# Anyone use an ultrasonic mist maker in their cauldron of punch?



## childofthenight (Aug 24, 2007)

sounds cool! great idea! I'd use a plastic ladel though. also the mister kinda leaves a little bit of condasation might get stickey with punch, i'll try and let you know.


----------



## colmmoo (Jul 23, 2005)

I think I'm going to try to put the mister in between the bowl (it's really the plastic top of a cake holder) and the inside of the large cauldron.


----------



## MsMeeple (Aug 21, 2004)

We have two of those things and have never been able to use them in a way we'd like. They didn't work with the punch but did work with water. We had to set them up high in the cauldron for the mist to work (just slightly below the water surface). If you get one and find a way to get a cool effect, I hope you share how you did it.

MsM


----------



## halloween house (Sep 4, 2006)

You need to buy one that comes with a float for the mister. This way the mister is always at the top of the water level for the best results.


----------



## colmmoo (Jul 23, 2005)

coblerx4 said:


> You need to buy one that comes with a float for the mister. This way the mister is always at the top of the water level for the best results.

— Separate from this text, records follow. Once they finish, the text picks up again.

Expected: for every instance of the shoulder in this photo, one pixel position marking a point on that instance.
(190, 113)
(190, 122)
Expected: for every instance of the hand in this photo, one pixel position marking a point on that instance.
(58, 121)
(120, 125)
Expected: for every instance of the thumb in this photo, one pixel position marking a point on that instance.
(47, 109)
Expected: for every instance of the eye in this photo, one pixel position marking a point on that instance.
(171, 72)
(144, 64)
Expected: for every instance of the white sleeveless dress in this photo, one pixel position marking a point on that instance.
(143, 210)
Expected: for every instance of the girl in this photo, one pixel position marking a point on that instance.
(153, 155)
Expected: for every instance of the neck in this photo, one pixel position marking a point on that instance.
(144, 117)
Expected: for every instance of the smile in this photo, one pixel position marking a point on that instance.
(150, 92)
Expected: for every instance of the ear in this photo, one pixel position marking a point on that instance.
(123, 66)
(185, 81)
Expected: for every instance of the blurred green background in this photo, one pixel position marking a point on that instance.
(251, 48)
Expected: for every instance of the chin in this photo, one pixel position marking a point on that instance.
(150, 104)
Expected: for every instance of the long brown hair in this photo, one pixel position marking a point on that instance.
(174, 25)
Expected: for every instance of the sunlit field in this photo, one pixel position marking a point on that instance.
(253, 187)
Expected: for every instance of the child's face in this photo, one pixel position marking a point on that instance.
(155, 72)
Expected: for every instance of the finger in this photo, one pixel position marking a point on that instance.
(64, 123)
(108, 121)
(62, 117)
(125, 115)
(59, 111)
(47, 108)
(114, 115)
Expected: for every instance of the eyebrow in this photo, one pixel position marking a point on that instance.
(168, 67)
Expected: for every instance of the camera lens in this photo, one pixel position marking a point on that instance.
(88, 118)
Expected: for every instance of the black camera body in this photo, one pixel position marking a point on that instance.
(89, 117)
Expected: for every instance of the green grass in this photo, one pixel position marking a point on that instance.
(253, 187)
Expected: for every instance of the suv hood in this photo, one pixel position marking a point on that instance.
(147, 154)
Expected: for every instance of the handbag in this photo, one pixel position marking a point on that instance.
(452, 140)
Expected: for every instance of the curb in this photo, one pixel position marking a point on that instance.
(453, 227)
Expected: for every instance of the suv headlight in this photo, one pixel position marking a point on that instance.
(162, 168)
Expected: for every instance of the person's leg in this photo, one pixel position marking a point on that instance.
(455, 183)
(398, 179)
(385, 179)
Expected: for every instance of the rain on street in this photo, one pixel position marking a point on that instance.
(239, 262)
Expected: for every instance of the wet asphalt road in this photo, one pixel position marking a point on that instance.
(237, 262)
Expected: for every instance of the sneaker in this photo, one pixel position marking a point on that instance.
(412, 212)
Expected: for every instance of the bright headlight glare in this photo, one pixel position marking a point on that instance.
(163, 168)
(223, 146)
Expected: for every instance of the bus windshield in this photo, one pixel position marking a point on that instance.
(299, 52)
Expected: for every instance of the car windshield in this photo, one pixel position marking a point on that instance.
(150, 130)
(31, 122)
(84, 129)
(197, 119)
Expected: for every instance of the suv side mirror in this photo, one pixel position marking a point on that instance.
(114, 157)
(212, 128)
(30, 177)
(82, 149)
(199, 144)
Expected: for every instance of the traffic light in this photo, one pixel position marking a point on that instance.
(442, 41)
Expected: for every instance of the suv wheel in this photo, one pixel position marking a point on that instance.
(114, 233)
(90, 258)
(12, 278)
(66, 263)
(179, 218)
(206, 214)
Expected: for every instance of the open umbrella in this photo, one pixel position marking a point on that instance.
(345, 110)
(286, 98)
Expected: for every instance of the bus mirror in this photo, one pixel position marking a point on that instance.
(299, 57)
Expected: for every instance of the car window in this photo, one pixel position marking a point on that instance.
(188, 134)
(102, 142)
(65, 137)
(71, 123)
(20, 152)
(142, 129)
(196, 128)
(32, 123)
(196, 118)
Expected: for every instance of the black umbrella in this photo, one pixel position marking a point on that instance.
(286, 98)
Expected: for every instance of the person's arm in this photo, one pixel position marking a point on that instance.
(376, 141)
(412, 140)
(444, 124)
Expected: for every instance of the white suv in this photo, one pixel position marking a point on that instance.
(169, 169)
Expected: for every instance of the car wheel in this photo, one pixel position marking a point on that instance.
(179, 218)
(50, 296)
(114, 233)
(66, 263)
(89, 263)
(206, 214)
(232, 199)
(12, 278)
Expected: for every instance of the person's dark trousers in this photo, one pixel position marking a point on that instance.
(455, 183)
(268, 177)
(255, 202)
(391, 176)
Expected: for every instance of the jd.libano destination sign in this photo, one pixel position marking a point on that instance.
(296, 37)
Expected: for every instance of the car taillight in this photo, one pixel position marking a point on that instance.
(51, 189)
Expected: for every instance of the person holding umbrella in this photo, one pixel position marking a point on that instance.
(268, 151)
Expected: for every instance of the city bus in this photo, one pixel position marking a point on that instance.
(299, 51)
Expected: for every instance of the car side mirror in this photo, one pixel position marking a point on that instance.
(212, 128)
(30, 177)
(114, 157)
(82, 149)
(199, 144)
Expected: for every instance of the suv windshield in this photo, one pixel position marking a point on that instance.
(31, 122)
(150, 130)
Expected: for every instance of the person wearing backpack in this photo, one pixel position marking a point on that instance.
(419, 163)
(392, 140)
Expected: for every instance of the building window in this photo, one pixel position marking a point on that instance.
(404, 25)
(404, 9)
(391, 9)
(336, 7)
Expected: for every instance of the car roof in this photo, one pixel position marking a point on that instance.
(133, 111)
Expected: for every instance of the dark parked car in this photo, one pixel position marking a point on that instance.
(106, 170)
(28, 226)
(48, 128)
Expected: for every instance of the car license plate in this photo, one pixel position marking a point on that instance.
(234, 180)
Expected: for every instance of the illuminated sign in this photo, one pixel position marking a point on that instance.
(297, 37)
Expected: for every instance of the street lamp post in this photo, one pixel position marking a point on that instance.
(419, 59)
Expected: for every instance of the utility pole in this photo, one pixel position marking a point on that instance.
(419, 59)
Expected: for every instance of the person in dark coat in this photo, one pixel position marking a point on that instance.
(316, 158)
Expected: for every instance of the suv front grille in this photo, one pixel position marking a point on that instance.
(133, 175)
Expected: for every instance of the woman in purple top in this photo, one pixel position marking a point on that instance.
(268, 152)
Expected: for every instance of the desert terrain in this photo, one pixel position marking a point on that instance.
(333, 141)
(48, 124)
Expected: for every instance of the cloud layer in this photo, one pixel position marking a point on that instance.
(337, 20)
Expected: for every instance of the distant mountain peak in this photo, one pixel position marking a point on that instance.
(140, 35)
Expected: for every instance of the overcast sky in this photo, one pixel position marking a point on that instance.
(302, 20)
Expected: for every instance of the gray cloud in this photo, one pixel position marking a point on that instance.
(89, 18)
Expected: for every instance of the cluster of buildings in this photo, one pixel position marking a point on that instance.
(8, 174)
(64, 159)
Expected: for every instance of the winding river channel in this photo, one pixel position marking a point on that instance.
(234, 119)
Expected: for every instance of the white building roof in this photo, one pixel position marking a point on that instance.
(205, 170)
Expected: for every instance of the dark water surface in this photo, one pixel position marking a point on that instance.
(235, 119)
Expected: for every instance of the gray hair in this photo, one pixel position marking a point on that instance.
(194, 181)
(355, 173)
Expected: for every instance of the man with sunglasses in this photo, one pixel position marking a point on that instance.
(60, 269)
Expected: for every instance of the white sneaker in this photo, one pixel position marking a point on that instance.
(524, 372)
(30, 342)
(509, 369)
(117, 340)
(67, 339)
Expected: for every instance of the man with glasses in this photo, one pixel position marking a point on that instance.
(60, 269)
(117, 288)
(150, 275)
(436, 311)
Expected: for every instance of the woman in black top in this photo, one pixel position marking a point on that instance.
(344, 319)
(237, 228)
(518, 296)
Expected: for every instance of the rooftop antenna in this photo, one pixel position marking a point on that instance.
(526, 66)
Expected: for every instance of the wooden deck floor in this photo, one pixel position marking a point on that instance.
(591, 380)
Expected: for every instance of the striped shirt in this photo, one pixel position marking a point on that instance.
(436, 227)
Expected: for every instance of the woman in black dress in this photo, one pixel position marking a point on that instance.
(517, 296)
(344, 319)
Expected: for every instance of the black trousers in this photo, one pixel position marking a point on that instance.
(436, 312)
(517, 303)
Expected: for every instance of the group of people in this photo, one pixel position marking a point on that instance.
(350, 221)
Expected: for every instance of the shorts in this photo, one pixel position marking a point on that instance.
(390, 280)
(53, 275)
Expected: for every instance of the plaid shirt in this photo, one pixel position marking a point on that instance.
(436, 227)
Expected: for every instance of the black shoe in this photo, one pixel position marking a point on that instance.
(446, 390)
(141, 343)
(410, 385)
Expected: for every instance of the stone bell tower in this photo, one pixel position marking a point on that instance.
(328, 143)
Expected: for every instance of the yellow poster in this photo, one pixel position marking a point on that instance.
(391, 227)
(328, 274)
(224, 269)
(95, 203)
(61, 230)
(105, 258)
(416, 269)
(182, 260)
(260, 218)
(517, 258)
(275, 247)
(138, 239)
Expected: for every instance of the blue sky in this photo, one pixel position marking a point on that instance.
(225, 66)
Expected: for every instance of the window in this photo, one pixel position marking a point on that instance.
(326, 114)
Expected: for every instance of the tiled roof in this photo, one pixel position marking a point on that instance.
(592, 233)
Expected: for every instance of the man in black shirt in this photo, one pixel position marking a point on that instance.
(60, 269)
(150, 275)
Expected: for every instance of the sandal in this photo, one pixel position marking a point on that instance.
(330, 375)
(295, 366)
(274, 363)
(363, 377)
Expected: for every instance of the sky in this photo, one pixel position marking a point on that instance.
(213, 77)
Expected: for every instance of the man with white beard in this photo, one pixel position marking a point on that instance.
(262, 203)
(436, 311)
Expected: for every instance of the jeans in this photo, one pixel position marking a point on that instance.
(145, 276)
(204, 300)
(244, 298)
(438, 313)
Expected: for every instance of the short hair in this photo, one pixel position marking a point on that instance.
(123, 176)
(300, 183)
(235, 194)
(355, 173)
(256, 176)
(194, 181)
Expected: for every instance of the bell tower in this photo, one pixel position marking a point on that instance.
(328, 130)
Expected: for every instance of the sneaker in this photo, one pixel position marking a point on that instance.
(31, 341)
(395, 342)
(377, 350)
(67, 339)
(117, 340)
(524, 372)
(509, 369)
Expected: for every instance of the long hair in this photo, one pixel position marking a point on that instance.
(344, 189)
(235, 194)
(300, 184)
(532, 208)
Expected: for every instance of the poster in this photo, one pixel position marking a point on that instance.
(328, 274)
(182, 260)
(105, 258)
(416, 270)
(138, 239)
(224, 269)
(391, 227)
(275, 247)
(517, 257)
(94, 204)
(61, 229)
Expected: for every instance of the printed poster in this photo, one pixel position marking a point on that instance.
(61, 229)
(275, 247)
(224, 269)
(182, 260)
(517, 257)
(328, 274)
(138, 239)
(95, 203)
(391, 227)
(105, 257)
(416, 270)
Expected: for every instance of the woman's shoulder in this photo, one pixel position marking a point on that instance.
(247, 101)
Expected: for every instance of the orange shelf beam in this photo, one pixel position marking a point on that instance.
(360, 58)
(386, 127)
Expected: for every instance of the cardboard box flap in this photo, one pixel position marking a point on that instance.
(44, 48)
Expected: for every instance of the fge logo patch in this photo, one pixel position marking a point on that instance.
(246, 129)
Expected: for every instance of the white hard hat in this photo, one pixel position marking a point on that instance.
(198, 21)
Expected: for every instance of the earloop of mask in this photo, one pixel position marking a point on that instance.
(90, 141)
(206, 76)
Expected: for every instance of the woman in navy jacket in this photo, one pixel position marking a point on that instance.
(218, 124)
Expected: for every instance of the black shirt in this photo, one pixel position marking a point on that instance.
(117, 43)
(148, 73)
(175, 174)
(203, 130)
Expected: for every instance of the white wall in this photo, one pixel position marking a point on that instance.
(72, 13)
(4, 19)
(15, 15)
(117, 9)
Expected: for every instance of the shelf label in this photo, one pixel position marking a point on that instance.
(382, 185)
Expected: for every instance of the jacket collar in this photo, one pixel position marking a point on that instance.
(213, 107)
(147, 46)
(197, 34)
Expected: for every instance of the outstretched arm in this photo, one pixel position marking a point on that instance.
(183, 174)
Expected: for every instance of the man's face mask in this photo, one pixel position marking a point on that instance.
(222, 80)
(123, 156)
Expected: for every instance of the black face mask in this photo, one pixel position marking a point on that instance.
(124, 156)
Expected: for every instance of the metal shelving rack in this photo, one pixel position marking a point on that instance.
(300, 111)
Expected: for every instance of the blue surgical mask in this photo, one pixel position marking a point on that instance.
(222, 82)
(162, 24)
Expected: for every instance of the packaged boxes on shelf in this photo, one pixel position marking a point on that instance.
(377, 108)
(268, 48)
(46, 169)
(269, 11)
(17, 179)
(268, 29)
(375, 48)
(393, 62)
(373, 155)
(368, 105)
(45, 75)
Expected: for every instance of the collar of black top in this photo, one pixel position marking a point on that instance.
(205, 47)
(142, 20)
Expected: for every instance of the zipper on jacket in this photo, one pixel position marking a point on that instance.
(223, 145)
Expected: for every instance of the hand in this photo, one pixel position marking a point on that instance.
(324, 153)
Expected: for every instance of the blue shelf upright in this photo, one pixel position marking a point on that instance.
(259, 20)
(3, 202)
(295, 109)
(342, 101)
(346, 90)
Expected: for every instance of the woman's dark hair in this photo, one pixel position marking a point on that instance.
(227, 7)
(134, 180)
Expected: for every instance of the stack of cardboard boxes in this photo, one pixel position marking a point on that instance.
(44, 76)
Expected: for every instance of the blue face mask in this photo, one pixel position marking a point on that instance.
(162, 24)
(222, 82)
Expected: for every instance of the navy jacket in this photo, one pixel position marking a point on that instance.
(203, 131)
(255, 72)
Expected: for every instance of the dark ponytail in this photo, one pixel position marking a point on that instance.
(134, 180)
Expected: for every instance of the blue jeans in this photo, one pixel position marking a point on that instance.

Thanks, everyone, for the tips! 

Doesn't the mister have to be submerged in water to work?


----------



## halloween house (Sep 4, 2006)

No, it will work best right at the surface.


----------



## Haunter (Oct 12, 2005)

Interesting idea about using the mister with a float.
Just be sure to get a mister with a splash guard or otherwise it will a big mess outside the cauldron.


----------



## MsMeeple (Aug 21, 2004)

My misters didn't come with a float. Where can I get one? And if you let it float, won't that thing dry out that's not suppose to dry out? Sorry can't think of the name of it but its a small round thing that fits into the mister and the instructions said to keep it wet at all time.

MsM


----------



## halloween house (Sep 4, 2006)

My mister is a large one made for a pond. It had a option for the floater. It looks like a large donut and allows the mister to stay at the top and still have a liitle water on it.


----------



## UnOrthodOx (Apr 24, 2007)

Yep, the pool ones with the float are the way to go. I'ld imagine it's possible to designe a float for the others to hold it just down far enough. And they get touchy with anything added to the water, so punch, etc is probably a no-go. I had a huge corroded copper cauldron I wanted one of those to feed (more because I didn't want to cut out the bottom to fit the hose from the fog machine), and just the corrosion was enought to taint the water to where the mister just didn't work as well as normal.


----------